Postado em: 27/11/2018 às 10:04:06

A Ordem dos Advogados do Brasil (OAB) é desprovida de competência para formar advogados ou bacharéis em Direito, pois este é papel exclusivo das instituições de ensino superior.

É da competência da OAB inscrever o advogado ou bacharel em Direito em seu quadro de filiados, dando a este profissional um número de inscrição, assim como acontece com muitos conselhos federais existentes no nosso País (CRM, CREA, CREFITO, COTEB e outros). O art. 44, II, do Estatuto desta entidade, expõe que a ela compete com exclusividade promover a seleção dos advogados em todo o Brasil.

Evidente que essa prática fere crassamente a Constituição Federal de 1988, que assegura em seu art. 5º, XIII: “é livre o exercício de qualquer trabalho, ofício ou profissão, atendidas as qualificações profissionais que a lei estabelecer”

Neste caso, a Constituição da República Federativa do Brasil fala claramente em qualificação e não em seleção, no que é completado pelo art. 205: “A educação, direito de todos, dever do Estado e da família, será promovida e incentivada com a colaboração da sociedade, visando ao pleno desenvolvimento da pessoa, seu preparo para o exercício da cidadania e sua qualificação para o trabalho”. 
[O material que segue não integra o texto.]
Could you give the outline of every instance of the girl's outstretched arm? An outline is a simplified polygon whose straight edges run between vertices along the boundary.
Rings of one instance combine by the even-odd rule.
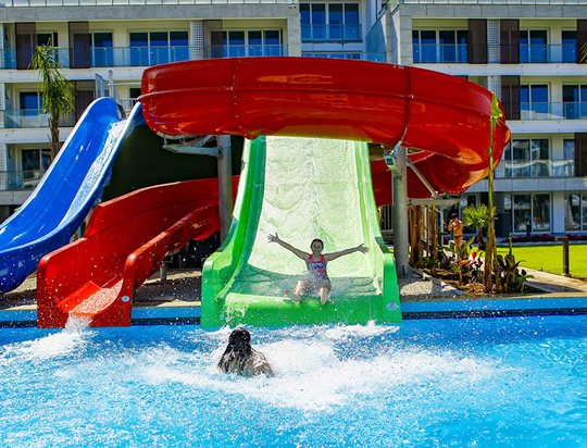
[[[303,261],[308,261],[308,258],[310,257],[310,253],[304,252],[303,250],[297,249],[294,246],[291,246],[289,242],[284,241],[282,238],[279,238],[279,235],[277,235],[277,233],[275,235],[270,234],[267,236],[267,239],[270,240],[270,242],[277,242],[284,249],[287,249],[290,252],[295,253],[297,257],[301,258]]]
[[[338,257],[348,256],[349,253],[352,253],[352,252],[366,253],[369,252],[369,248],[366,248],[364,244],[360,244],[357,247],[351,247],[350,249],[344,249],[344,250],[340,250],[339,252],[324,253],[324,260],[333,261],[337,259]]]

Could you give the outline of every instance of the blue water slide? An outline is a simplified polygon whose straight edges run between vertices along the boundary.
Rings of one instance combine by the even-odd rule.
[[[111,98],[86,109],[37,188],[0,225],[0,294],[23,283],[46,253],[70,242],[100,201],[122,141],[142,123],[140,103],[127,120]]]

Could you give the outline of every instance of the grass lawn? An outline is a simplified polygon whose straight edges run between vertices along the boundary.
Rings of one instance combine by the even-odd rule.
[[[499,247],[498,253],[508,253],[507,247]],[[515,260],[520,264],[538,271],[562,274],[562,245],[513,247]],[[569,270],[573,277],[587,278],[587,245],[569,245]]]

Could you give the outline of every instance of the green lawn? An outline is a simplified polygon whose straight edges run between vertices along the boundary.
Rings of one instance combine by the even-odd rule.
[[[508,253],[499,247],[498,253]],[[562,274],[562,245],[513,247],[515,260],[521,266]],[[569,267],[573,277],[587,278],[587,245],[569,245]]]

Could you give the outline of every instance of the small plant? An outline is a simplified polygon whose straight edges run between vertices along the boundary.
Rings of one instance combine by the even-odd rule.
[[[523,260],[516,261],[512,249],[512,235],[509,238],[509,251],[505,257],[497,256],[497,264],[494,266],[494,275],[496,279],[496,286],[499,285],[497,293],[502,294],[516,294],[524,293],[524,286],[528,278],[533,275],[527,274],[525,270],[520,270],[520,263]]]

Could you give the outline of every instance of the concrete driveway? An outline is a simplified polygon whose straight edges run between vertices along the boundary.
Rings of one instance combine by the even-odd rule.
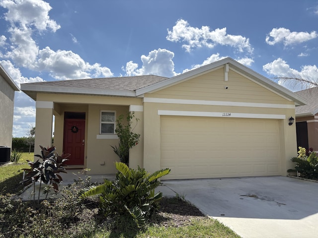
[[[318,183],[284,177],[163,183],[243,238],[318,237]]]

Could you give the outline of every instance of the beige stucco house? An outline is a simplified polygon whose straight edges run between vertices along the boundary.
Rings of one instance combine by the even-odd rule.
[[[308,102],[296,109],[297,146],[318,151],[318,87],[295,93]]]
[[[54,115],[54,145],[73,151],[73,168],[90,174],[115,173],[115,120],[134,112],[142,136],[129,166],[169,168],[165,179],[286,175],[297,154],[289,119],[306,103],[231,58],[169,78],[44,82],[21,89],[36,101],[35,144],[50,144]]]
[[[0,146],[11,147],[14,92],[20,91],[0,64]]]

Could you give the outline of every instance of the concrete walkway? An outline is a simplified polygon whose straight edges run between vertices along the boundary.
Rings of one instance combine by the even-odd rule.
[[[243,238],[318,237],[318,183],[283,177],[164,181]]]

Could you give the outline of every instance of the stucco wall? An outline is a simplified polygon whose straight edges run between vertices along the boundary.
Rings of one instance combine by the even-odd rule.
[[[297,154],[295,124],[289,126],[288,119],[295,118],[294,103],[233,71],[230,70],[227,82],[224,69],[220,69],[145,96],[144,165],[151,172],[160,169],[159,110],[284,116],[279,119],[281,175],[286,175],[287,170],[294,166],[290,159]],[[176,101],[162,103],[162,99]],[[242,103],[228,103],[232,102]]]
[[[119,161],[119,158],[110,145],[118,145],[118,139],[99,136],[100,111],[116,111],[118,118],[120,115],[127,114],[130,105],[142,106],[142,99],[41,94],[38,94],[37,98],[39,101],[54,102],[54,146],[59,154],[63,152],[64,112],[84,112],[86,116],[84,166],[90,169],[87,174],[109,174],[116,172],[114,163]],[[39,110],[37,109],[37,113]],[[37,119],[38,117],[42,120],[45,119],[37,113]],[[142,134],[143,112],[136,112],[135,117],[140,120],[134,131]],[[38,127],[36,128],[37,129]],[[36,139],[41,136],[37,134]],[[143,141],[142,135],[140,143],[131,150],[130,167],[142,167]]]
[[[0,75],[0,146],[12,146],[14,90]]]

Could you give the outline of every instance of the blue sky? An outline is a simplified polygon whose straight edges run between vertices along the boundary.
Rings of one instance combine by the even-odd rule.
[[[171,77],[227,57],[272,80],[315,80],[318,23],[312,0],[0,0],[0,63],[18,85]],[[18,92],[14,103],[24,136],[35,102]]]

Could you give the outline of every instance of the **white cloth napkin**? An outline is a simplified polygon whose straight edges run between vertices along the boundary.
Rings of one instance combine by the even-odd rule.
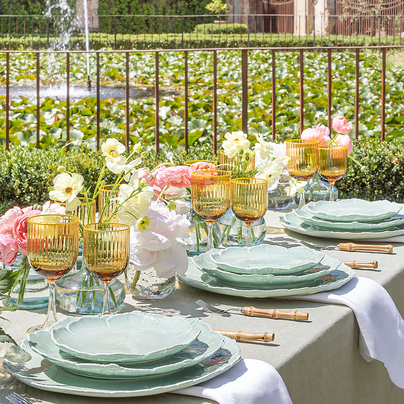
[[[381,285],[358,277],[334,290],[287,298],[350,307],[359,325],[362,356],[368,362],[371,358],[383,362],[393,383],[404,388],[404,321]]]
[[[170,392],[208,398],[219,404],[292,404],[275,368],[257,359],[241,359],[210,380]]]

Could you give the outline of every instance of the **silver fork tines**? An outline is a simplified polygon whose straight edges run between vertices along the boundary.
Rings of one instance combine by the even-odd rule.
[[[6,398],[14,404],[32,404],[30,401],[26,400],[23,397],[16,393],[12,393],[11,394],[6,396]]]

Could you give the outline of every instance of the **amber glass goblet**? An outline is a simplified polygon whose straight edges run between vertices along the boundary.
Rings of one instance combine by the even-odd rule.
[[[318,141],[309,139],[291,139],[286,141],[286,155],[290,158],[289,173],[299,181],[310,179],[318,168]],[[304,206],[304,192],[300,194],[299,208]]]
[[[206,250],[213,248],[213,225],[230,206],[229,171],[194,171],[191,178],[191,200],[194,210],[205,219],[208,227]]]
[[[319,146],[318,150],[318,171],[320,175],[330,183],[330,200],[333,201],[334,184],[347,172],[348,148],[339,145],[324,145]]]
[[[109,284],[125,270],[129,262],[129,227],[119,223],[92,223],[83,232],[83,259],[89,273],[104,285],[101,316],[109,307]]]
[[[78,253],[79,238],[79,219],[76,216],[42,215],[28,218],[28,262],[35,272],[48,281],[49,298],[45,322],[42,325],[31,327],[27,332],[35,332],[57,321],[55,284],[74,265]]]
[[[246,247],[253,245],[253,223],[263,217],[268,206],[268,181],[261,178],[231,180],[231,209],[247,225]]]

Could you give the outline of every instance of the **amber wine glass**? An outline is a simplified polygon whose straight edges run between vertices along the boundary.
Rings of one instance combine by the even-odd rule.
[[[318,147],[319,172],[330,183],[330,200],[334,200],[334,184],[347,172],[348,148],[339,145],[324,145]]]
[[[247,225],[246,247],[253,245],[253,223],[263,217],[268,206],[268,181],[261,178],[231,180],[231,208]]]
[[[299,181],[310,179],[318,168],[318,141],[291,139],[286,141],[286,155],[290,158],[287,168],[289,173]],[[300,194],[299,208],[305,204],[304,191]]]
[[[35,332],[57,321],[55,284],[74,265],[79,238],[79,219],[76,216],[42,215],[28,218],[27,256],[31,267],[48,281],[49,298],[45,322],[32,327],[27,332]]]
[[[92,223],[83,231],[83,259],[88,273],[104,285],[101,316],[109,307],[109,285],[125,270],[129,262],[129,227],[119,223]]]
[[[213,248],[213,225],[230,206],[231,174],[221,170],[194,171],[191,178],[191,200],[194,210],[208,227],[206,251]]]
A famosa Lei de Diretrizes e Bases da Educação Brasileira, conhecida como LDB ou, ainda, Lei Darcy Ribeiro, em seus diversos artigos desmascara a pretensão meramente mercantilista da OAB, que diz defender o famigerado exame como uma forma de promover a qualificação do seu quadro de profissionais. Dentre os diversos artigos, destacam-se: “A educação, dever da família e do Estado, inspirada nos princípios da liberdade e nos ideais de solidariedade humana, tem por finalidade o pleno desenvolvimento do educando, ser preparado para o exercício da cidadania e ser qualificado para o trabalho”. “A educação superior tem por finalidade: formar diplomados nas diferentes áreas de conhecimento, aptos para inserção em setores profissionais”. “Os diplomas de cursos superiores, quando registrados, terão validade nacional como prova da formação recebida por seu titular”.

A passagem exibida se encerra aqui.